# WASM Release Crash Plan

Status: **ACTIVE**  
Owner: **backend-infra-engineer**  
Created: 2025-11-26  
Last Reviewed: 2025-11-26  
Next Review: 2025-12-03  
Coordination: [coordination-board entry](./coordination-board.md#2025-11-25-backend-infra-engineer--wasm-release-crash-triage)

## Context
Release WASM build crashes with `RuntimeError: memory access out of bounds` during ROM load; debug build succeeds.
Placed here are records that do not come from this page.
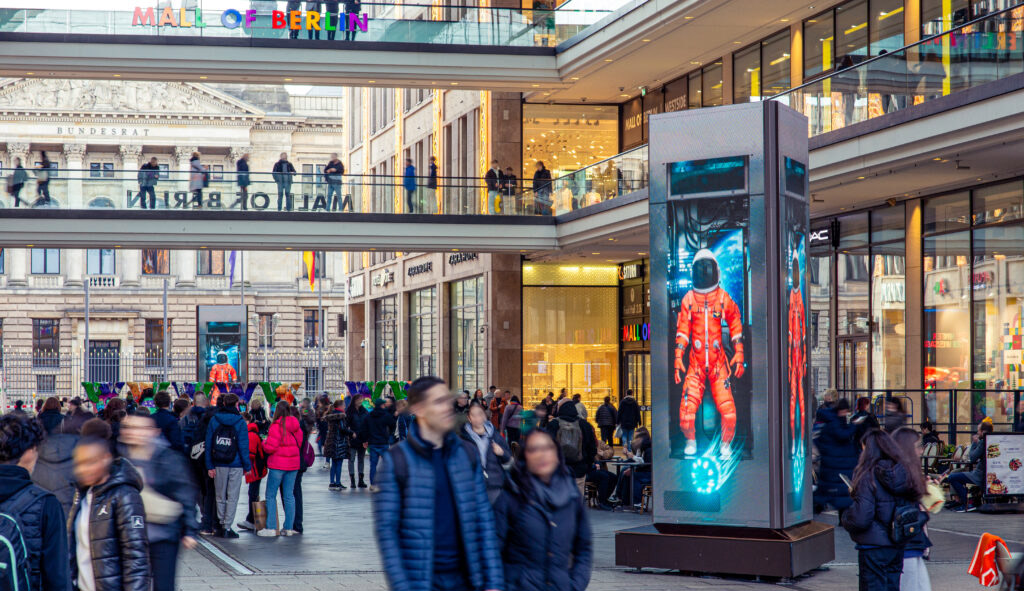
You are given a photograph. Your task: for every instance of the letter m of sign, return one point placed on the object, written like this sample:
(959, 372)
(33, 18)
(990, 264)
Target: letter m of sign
(143, 18)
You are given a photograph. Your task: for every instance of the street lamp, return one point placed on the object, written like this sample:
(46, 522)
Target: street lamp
(260, 336)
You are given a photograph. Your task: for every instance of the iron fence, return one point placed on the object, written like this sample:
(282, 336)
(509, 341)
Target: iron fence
(28, 375)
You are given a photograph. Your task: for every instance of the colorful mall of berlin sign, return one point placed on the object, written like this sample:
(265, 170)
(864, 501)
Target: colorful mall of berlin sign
(232, 18)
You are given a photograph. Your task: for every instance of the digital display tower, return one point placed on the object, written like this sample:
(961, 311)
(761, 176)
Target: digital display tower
(729, 222)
Stack maps to `std::unordered_map<int, gfx::Bitmap>` construction and sprite name static init, implying UB/heap corruption in bitmap/tile caching paths surfaced by `-O3`/no `SAFE_HEAP`/LTO.

## Goals / Exit Criteria
- Reproduce crash on a “sanitized release” build with symbolized stack (SAFE_HEAP/ASSERTIONS) and isolate the exact C++ site.  
- Implement a fix eliminating the heap corruption in release (likely bitmap/tile cache ownership/eviction) and verify both release/debug load ROM successfully.  
- Ship a safe release configuration (temporary SAFE_HEAP or LTO toggle acceptable) for GitHub Pages until root cause fix lands.  
- Remove/mitigate boot-time `Module` setter warning in `core/namespace.js` to reduce noise.  
- Document findings and updated build guidance in wasm playbook.

## Plan
1) **Repro + Instrumentation (today)**
   - Build “sanitized release” preset (O3 + `-s SAFE_HEAP=1 -s ASSERTIONS=2`, LTO off) and re-run ROM load via Playwright harness to capture precise stack.
   - Add temporary addr2line helper script for wasm (if needed) to map addresses quickly.
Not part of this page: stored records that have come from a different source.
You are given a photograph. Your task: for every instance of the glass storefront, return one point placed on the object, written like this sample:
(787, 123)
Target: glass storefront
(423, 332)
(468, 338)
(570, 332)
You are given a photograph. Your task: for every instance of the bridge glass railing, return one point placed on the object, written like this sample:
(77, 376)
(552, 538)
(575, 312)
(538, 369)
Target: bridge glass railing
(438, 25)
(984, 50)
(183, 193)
2) **Root Cause Fix (next)**
   - Inspect bitmap/tile cache ownership and eviction (`TileCache::CacheTile`, `BitmapTable`, `Arena::ProcessTextureQueue`, `Canvas::DrawBitmapTable`) for dangling surface/texture pointers or moved-from Bitmaps stored in unordered_map under optimization.
   - Patch to avoid storing moved-from Bitmap references (prefer emplace/move with clear ownership), ensure surface/texture pointers nulled before eviction, and guard palette/renderer access in release.
   - Rebuild release (standard flags) and verify ROM load succeeds without SAFE_HEAP.
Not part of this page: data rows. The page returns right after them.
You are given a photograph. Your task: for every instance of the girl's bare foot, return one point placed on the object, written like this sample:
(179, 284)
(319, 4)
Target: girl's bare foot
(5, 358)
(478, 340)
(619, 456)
3) **Mitigations & Cleanup (parallel/after fix)**
   - If fix needs longer: ship interim release with SAFE_HEAP/LTO-off to unblock Pages users.
   - Fix `window.yaze.core.Module` setter clash (define writable property) to remove boot warning.
   - Triage double `FS.syncfs` warning (low priority) while in code.
   - Update `wasm-antigravity-playbook` with debug steps + interim release flag guidance.

## Validation
- Automated ROM load (Playwright script) passes on release and debug builds, no runtime errors or aborts.
- Manual spot-check in browser confirms ROM loads and renders; no console OOB errors; yazeDebug ROM status shows loaded.
- GitHub Pages deployment built with chosen flags loads ROM without crash.
- No regressions in debug build (SAFE_HEAP path still works).

## Notes / Risks
- SAFE_HEAP in release increases bundle size/perf cost; acceptable as interim but not final.
- If root cause lives in SDL surface/texture lifetimes, need to validate on native as well (possible hidden UB masked by sanitizer).